After again sleeping for free at the side of the road, the next day we made it all the way to Eden and booked ourselves into a campsite for a much needed hot shower. The first notable change about Eden was the temperature, we had travelled quite a long way south now and it was cold, bloody cold. At one point I was even wearing four t-shirts under my fleece and my woolly hat came out by backpack for the first time. Besides the temperature, Eden was a peaceful little town which definitely lives up to its name, with the impressive Twofold
Bay right on its doorstep. It seems the whales like it too as every year between October and December hundreds of whales use the bay for a well-deserved rest on their way back home to the Antarctic after having their offspring in the warmer waters further north. Eden has a long history with the beautiful deep sea dwellers and when there are whales in the bay a siren in the museum is activated to let people know to head to the viewing point on the headland where you could literally spend hours watching one of nature’s largest mammals in their natural habitat.

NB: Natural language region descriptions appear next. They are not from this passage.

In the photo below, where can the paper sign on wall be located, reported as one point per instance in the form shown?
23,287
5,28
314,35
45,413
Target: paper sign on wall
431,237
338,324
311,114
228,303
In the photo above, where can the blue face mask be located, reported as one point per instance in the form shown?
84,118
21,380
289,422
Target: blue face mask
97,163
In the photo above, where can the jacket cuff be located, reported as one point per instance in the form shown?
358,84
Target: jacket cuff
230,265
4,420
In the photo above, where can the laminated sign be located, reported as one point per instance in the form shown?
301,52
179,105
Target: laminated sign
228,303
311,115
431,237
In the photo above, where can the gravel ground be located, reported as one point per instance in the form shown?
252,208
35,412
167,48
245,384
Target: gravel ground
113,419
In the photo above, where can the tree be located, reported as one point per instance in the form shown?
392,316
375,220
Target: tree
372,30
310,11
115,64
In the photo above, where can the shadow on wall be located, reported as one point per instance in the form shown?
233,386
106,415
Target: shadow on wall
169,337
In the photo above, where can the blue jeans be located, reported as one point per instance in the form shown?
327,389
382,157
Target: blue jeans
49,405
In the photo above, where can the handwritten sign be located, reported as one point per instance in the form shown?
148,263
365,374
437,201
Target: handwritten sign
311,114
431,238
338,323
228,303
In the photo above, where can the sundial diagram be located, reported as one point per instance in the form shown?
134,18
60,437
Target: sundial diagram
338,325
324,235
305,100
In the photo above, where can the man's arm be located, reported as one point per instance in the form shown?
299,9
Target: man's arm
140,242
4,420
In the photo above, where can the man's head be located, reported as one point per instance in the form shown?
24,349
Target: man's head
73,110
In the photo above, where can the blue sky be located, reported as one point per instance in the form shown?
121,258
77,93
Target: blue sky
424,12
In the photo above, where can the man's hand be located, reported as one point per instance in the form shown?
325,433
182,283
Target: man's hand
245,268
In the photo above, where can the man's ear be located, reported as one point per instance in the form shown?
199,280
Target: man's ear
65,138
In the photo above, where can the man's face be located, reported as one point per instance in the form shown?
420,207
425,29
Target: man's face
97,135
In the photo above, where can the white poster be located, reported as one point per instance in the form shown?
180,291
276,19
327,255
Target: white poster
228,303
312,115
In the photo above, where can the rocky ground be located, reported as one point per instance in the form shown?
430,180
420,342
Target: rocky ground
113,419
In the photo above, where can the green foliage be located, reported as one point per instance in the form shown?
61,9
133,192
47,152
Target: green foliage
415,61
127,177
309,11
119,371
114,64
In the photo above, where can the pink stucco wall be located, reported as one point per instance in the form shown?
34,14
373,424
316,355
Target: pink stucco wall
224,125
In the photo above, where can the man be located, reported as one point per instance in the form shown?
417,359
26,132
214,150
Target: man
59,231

We decided we wanted a closer look so the next morning we boarded the CatBalou Whale Watching Catamaran. It was a lovely crisp sunny morning and it didn’t take long for us to spot our first whales, we were only about a hundred metres from the harbour when we came across a mother and her young calf having a nap in Twofold Bay. After observing them snooze for a while we left the young family to rest and spent the next few hours drifting Twofold Bay enjoying the scenery whilst viewing at least twenty whales play, jump
around and show off with a bit of tail slapping. One whale was very inquisitive and stayed around the boat for about thirty minutes and she seemed to be enjoying our company as much as we were enjoyed hers. She clearly enjoying it a bit too much though, as when she popped up at the back of the boat in front of Jane and I she exploded the contents of her blow hole all over me! Yes I was covered in Whale snot! Mmmm… Fishy. Another highlight of the trip was seeing pods of dolphins and then our captain increasing the speed of the boat so they could enjoy running alongside the boat, jumping out of the water and showing off for our viewing pleasure. Amazing. As we were heading back to the harbour we saw two more whales trying to outdo each other by putting on a tail slapping show which was amazing to see. It was a great day out and along with the whales and dolphins we also saw a number of seals and numerous unusual beautiful birdlife that would make even expert twitchers like Bill Oddie or Mike Wright get excited.
After the whale watching
trip we wanted to learn more headed for Eden Whale Museum as we had been advised it was excellent. We were rather disappointed after paying about ten quid each to get in only find two rooms and not much to look at but very generic nautical artefacts that could be found anywhere; Hulls Maritime Museum is so much better!